(Beritadaerah-Tangerang Selatan) Menteri Keuangan Purbaya Yudhi Sadewa menyampaikan pesan inspiratif kepada 991 lulusan Politeknik Keuangan Negara (PKN) STAN dalam acara wisuda yang berlangsung di kompleks kampus, Rabu (5/11/2025). Ia menilai para wisudawan merupakan generasi baru yang diharapkan mampu menjadi penggerak perubahan di bidang keuangan negara, terutama di tengah laju perkembangan teknologi dan dinamika zaman yang kian cepat.

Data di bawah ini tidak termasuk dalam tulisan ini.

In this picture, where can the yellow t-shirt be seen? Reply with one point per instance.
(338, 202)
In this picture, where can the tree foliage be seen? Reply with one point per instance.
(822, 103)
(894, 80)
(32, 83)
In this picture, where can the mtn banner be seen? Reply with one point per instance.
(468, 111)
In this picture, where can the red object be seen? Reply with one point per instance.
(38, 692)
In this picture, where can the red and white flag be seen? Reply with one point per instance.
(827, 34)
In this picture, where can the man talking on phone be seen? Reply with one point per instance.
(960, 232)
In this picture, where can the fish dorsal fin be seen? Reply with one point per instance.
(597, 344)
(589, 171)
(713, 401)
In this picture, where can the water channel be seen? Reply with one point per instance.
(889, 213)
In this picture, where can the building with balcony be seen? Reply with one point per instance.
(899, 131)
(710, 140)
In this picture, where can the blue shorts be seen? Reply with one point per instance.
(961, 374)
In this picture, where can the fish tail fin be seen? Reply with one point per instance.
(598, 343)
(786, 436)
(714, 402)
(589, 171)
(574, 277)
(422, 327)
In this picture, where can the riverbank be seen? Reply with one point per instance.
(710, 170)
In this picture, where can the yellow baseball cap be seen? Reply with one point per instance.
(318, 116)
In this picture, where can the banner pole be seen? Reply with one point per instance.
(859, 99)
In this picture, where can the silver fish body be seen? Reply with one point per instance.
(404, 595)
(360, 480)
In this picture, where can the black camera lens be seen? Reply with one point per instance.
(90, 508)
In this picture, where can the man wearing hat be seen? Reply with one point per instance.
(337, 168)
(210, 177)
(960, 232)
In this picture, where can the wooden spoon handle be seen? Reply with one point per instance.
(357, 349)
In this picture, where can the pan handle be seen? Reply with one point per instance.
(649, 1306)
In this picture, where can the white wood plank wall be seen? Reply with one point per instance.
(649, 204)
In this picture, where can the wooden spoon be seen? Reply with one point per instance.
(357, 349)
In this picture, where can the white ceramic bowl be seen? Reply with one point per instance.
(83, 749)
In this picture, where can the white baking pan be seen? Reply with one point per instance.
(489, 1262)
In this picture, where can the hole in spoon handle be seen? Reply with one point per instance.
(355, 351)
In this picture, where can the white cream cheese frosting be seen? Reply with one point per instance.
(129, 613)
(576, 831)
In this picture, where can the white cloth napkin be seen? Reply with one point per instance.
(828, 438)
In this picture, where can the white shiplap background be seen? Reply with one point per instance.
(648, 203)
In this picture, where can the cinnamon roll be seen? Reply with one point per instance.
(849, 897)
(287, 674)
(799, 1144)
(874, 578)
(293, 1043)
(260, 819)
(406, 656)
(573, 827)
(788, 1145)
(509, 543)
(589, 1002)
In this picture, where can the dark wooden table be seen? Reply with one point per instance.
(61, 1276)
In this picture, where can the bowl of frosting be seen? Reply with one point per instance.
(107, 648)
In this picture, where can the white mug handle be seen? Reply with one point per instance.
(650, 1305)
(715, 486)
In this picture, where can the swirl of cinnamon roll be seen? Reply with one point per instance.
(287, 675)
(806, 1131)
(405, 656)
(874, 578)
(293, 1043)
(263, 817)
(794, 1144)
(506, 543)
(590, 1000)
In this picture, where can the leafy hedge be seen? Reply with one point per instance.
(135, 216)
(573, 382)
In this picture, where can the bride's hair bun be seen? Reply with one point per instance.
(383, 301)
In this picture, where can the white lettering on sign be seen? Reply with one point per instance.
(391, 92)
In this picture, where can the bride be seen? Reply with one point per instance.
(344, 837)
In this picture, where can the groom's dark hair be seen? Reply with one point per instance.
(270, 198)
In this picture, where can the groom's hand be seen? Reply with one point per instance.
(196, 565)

Dalam sambutannya, Menkeu mengingatkan agar para lulusan tidak mudah puas dengan pencapaian saat ini. Ia menekankan pentingnya sikap adaptif, keinginan untuk terus belajar, serta keberanian melahirkan inovasi di lingkungan kerja. Menurutnya, hal itu menjadi kunci agar aparatur muda dapat tampil berbeda dan berkontribusi nyata dalam pelayanan publik.
Purbaya menuturkan bahwa para alumni PKN STAN akan berada di garda depan dalam mengelola keuangan negara dan melayani masyarakat. Karena itu, ia menegaskan pentingnya menjunjung tinggi nilai-nilai Kementerian Keuangan, yaitu integritas, profesionalisme, sinergi, pelayanan, dan kesempurnaan. Ia juga menekankan bahwa aparatur yang baik adalah mereka yang jujur, disiplin, dan mampu memberikan solusi tepat bagi masyarakat.
Mengusung tema *“Samorastra”* yang berasal dari tiga kata Sansekerta—*Sangharsat* (lahir dari perjuangan), *Samtosayukta* (disertai rasa syukur), dan *Rastrabhaktih* (pengabdian kepada bangsa)—wisuda tahun ini dimaknai sebagai perjalanan pengabdian yang lahir dari kerja keras dan rasa syukur. Menkeu menyebut tema tersebut selaras dengan semangat pengabdian para lulusan dalam membangun negeri.
Dalam kesempatan itu, Purbaya juga menyampaikan apresiasi kepada para orang tua dan wali yang telah berperan besar dalam keberhasilan para wisudawan. Ia menilai dukungan keluarga merupakan pondasi utama dalam perjalanan pendidikan para lulusan hingga meraih gelar akademik.
Menutup pidatonya, Menkeu menegaskan bahwa kesuksesan tidak ditentukan oleh kecerdasan semata, melainkan oleh ketekunan dan kemauan untuk terus memperbaiki diri. Ia berpesan agar para lulusan menjaga nama baik diri, keluarga, almamater, serta instansi tempat mereka mengabdi. “Kalian adalah generasi harapan bangsa. Tunjukkan kontribusi terbaik bagi Indonesia,” tuturnya.